İklim değişiyor, dünya ısınıyor. Bilim adamları kuraklık, seller ve olağanüstü hava şartları konusunda sürekli olarak uyarılarda bulunuyor. Giderek artan etkilerin en büyük sebebi ise insan… İnsanın yaptığı yanlışlar…

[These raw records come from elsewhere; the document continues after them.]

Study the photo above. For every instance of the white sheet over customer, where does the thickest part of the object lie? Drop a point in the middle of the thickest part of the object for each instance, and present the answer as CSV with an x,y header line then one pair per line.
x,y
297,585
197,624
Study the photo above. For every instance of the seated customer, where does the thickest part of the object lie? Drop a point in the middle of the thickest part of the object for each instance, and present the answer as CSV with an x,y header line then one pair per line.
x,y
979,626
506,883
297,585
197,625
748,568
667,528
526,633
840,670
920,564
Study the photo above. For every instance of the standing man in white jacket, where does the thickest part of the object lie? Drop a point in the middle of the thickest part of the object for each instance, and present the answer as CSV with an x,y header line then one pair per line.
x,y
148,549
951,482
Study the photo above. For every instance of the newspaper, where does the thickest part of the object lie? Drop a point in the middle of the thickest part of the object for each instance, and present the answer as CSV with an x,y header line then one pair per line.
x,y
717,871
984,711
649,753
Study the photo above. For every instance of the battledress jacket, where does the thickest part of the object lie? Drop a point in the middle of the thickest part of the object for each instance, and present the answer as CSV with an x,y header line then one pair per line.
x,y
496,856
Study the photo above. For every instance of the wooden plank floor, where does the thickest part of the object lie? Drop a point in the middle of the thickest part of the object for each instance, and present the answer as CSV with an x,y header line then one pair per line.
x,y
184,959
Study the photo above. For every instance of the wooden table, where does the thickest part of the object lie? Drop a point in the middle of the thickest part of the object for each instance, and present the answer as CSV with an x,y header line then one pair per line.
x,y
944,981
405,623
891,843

Dünyanın ısınmasına sebep, sera etkisidir. Nedir sera etkisi? Sera etkisi, atmosferde oluşan bir tabakanın meydana getirdiği etki. Bu tabaka Güneş’ten gelen ışınların dünyadan yansıdıktan sonra tekrar atmosferin dışına çıkmasını engelliyor. Sera etkisi olmasaydı dünya son derece soğuk bir gezegen haline gelirdi. Sera etkisini artırarak dünyanın  normalden fazla ısınmasına neden olan gazlardan bazıları karbondioksit, metan ve azot oksit. Bu gazlar modern endüstride ve tarımda kullanılıyor, fosil yakıtların yanmasıyla açığa çıkıyor. Atmosferin konsantrasyonu her geçen gün artıyor. Örneğin atmosferdeki karbondioksit konsantrasyonu 1800’lü yıllardan beri yüzden 30’dan daha yüksek bir seviyede arttı. Dünyada sanayileşme ve ekonomik büyüme sonucu atmosfere salınan sera etkisi meydana getiren gazlar, telâfi edilemez oranda küresel ısınmaya neden olmaktadır.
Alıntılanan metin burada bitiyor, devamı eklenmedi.